Courtney looked over the side as Nathan slowly slid down the zip line. He wavered, and she thought for a second that he might topple into the sea, but then he had made it, collapsing on the small pirate schooner below. As soon as he landed, Ibrahim opened the hatch and helped Nathan into the center of the ship. Courtney sighed in relief.
“You next!” Tommy cried. He was firing with his shotgun down the hallway, the corpses of Darkwater mercs covering the floor. He pulled out a second flying fox and clipped it on to the zip line, turning back to the hallway as more Darkwater soldiers poured in.
“Do you have another?” Courtney asked, gripping tightly to the flying fox.
“No.” Tommy dropped the empty machine pistol he had been using and hurled a throwing knife down the hallway, pinning a Darkwater soldier to the wall.
“Then how will you get down?”
Tommy raised his sunglasses, giving Courtney a view of his pale blue eyes. “Remember when I said I was Johnny Depp? Now I’m Errol Flynn.” He pushed her off of the luxury liner, and she screamed as she struggled to hold on to the flying fox. Tommy drew out his cutlass once more, his thumb pulling a small switch near the handle. A second blade, equally long as the first, extended from the small handle. Retractable blades were useful in any tight quarters, and now the cutlass was a double-bladed weapon that Tommy wielded like a quarterstaff.

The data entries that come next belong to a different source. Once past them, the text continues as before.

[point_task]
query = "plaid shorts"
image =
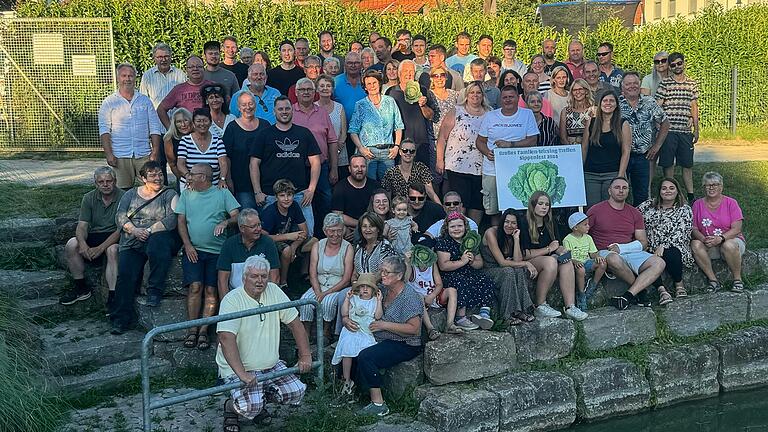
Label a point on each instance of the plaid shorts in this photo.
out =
(287, 389)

He jumped into the hallway, his blade spinning expertly. He decapitated two Darkwater mercs in one strike, and then ran another straight through the helmet. Swiftly, Tommy stepped backwards to the edge of the boat. He jumped off, doing a back flip before diving gracefully into the water. In a world destroyed by constant flooding, it paid to be able to swim well.
Tommy made his way to the boat, retracting both blades of the cutlass and clipping the weapon to his belt. Still panting from exertion, he hauled off the grappling hook from the Uturret and pulled open the crate. A Multiple Rocket Launching System was waiting for him, still shining new.

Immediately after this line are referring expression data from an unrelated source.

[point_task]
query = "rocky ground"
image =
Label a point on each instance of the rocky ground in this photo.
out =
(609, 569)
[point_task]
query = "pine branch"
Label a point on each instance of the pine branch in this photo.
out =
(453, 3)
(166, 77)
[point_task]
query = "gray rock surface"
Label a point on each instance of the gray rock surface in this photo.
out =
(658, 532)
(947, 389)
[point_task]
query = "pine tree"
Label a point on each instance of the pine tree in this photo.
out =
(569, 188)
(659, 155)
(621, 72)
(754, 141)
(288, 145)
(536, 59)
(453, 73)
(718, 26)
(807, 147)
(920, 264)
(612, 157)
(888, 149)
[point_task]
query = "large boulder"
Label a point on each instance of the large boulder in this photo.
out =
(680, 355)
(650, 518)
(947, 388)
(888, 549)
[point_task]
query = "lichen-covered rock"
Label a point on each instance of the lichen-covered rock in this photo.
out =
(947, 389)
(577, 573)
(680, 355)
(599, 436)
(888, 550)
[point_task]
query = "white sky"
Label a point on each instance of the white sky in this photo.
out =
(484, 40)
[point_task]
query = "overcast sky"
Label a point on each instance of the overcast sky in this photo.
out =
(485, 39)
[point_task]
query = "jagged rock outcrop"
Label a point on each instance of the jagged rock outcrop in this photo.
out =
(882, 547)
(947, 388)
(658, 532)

“Let’s try this bad boy out,” Tommy said to himself as he slammed it into the Uturret and hopped inside. Three rocket tubes and a small computer display with Net access gave him all the information he needed.

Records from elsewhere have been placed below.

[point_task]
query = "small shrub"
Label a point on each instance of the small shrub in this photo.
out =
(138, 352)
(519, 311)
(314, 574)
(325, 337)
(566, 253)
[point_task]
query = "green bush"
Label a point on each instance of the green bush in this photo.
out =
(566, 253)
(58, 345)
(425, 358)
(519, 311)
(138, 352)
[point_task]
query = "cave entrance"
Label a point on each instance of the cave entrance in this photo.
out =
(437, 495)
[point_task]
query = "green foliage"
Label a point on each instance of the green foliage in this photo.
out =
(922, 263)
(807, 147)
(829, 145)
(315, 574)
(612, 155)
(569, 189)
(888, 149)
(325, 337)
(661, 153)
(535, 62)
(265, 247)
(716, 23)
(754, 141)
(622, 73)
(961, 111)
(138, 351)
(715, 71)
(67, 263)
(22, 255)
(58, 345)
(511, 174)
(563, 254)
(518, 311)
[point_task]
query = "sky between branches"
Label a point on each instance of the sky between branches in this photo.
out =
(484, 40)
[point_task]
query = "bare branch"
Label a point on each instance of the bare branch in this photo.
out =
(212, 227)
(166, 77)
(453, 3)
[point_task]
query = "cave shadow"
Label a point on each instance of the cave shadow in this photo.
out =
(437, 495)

“MR-7 Whisperhawk heliplanes,” the computerized voice of the Net uplink told him. “For best result, aim for cockpit or center engine.”
“Thanks for the tip,” Tommy said, working a lever to aim the rocket launcher at an incoming Darkwater flier. He squeezed down the trigger, and a single missile zoomed out of the first firing tube. It crashed into the cockpit, and the Whisperhawk spiraled out of control before exploding in midair.
The Good Night and Good Luck was already moving, speeding away from the now fully alarmed Iron Star luxury liner. Tommy took off his sunglasses and pocketed them, leaning back with relief in the Uturret’s gunmetal chair. A snarl from the far end of the schooner distracted him.
Crawling on board was the bullet-ridden and smiling form of General Shaw. Tommy picked up the alligator synth, and was surprised when it licked him on the face. “You’re not that bad,” he told General Shaw. “Just a little scaly on the outside.”
Carrying General Shaw, Tommy descended down the letter. Nathan was lying on the couch, he arm bandaged thoroughly. Ibrahim had given him a sip of brandy from the ship’s store, and was polishing it off. He tossed the half-empty bottle to Tommy, who took a big slug.
“Rum?” Courtney asked.
“Jack Danniel’s,” Tommy clarified. He walked over to Nathan and checked on the boy. “How you doing, buddy?”
“I’m okay, Mr. Bogs.” He sat up, caressing his cut arm. “They wanted to kill me, didn’t they?” His voice was very small, uncomprehending what had nearly happened to him.
“Yeah.” Tommy picked up the Uremote and clicked it on. He started up Draconia. “Don’t worry, buddy, we’ll get everything figured out for you. In the mean time, these gnolls are giving me a lot of trouble.”
Nathan smiled. “I can help you with that, if you want.”
Tommy returned the smile and handed the Uremote to the boy. “Don’t strain yourself, but those gnolls do need killing.” He watched the boy become absorbed by the game, skillfully maneuvering the elfin archer into battle. The poor kid had been through too much today, and he deserved a little rest.